You may have seen tips and tricks on how to clean a dirty sponge, but a new study says that commonly used methods can actually increase harmful bacteria.
A team of microbiologists from the University of Furtwangen in Germany recently published a study on kitchen sponges and their bacterial contents.
Dirty sponges are as dirty as poop
Unsurprisingly, they found that dirty sponges are absolutely crawling with bacteria. A dirty sponge could contain as much as 82 billion bacteria in just a cubic inch of sponge.
"That's the same density of bacteria you can find in human stool samples," Dr. Markus Egert told the New York Times. "There are probably no other places on earth with such high bacterial densities."
Most people already know that kitchen sponges are veritable havens for germs, but the surprising part of the study was that cleaning those sponges can sometimes make them even worse.
What happens when you clean a dirty sponge?
The study states that, of commercial products that claim to clean kitchen sponges, "No method alone seemed to be able to achieve a general bacterial reduction of more than about 60%"
Furthermore, the study determined that regularly cleaned sponges contain about the same amount of bacteria as uncleaned ones. How can that be?
The study explains that when you microwave or boil your sponge, it kills the weak and harmless bacteria, thereby making room for the resistant strains of bacteria to recolonize in the now empty space.
This is similar to how overusing antibiotics and hand sanitizer has encouraged the growth of resistant bacteria (also known as superbugs).
Several bacteria that were identified can cause infections in immunocompromised humans. Moraxella osloensis, for example, was one bacteria that was pinpointed by the study. Moraxella osloensis is the bacteria that makes dirty laundry stink.
So what do we do?
It's important to realize that bacteria are ubiquitous in our environment. Bacteria are always present in our bodies and on our skin. Even moraxella osloensis is commonly found on human skin.

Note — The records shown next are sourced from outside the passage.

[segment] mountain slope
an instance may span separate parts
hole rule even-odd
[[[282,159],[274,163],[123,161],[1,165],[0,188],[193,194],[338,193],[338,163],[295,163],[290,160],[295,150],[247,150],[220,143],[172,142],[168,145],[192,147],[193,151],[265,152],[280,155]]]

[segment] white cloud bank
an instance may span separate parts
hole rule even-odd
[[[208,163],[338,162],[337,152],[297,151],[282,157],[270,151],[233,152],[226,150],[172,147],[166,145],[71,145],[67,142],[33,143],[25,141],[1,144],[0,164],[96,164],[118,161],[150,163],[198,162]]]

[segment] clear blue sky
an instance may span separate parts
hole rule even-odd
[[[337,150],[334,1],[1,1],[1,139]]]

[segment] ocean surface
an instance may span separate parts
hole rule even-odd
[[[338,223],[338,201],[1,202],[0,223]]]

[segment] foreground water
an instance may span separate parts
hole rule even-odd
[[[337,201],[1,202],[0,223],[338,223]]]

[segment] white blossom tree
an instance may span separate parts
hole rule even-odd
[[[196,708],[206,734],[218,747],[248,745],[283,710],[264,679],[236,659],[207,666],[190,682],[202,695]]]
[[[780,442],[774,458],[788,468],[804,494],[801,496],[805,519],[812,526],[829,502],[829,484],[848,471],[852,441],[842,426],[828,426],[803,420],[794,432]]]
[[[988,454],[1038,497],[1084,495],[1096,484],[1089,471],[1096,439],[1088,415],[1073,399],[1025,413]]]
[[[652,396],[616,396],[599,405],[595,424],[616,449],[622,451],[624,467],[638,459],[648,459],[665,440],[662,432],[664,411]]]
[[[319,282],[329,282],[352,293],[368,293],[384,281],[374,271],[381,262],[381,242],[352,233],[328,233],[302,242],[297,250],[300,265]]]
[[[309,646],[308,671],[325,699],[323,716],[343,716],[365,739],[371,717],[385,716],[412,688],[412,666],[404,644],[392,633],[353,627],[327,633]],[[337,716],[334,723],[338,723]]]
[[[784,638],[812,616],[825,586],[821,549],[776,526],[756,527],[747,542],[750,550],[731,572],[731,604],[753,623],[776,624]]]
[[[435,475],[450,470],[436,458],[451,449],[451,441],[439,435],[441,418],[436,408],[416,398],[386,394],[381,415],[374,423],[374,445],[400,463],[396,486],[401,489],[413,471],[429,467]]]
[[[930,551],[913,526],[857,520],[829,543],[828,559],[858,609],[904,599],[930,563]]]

Some kinds of bacteria are even beneficial. Lactobacilli, for example, aids the digestive process.
Even the widely publicized and highly feared MRSA bacteria lives inside the human nose. So there's no cause for panic, but this is why proper hygiene and cleanliness are so important.
So should you toss out your kitchen sponges? For the most part, yes, especially if they're dirty enough to smell. However, if you are determined to keep them, Egert recommends washing them in the washing machine on the hottest setting, and using powder laundry detergent in conjunction with bleach, after which they should be used in places where no food is prepared (like the bathroom) rather than the kitchen.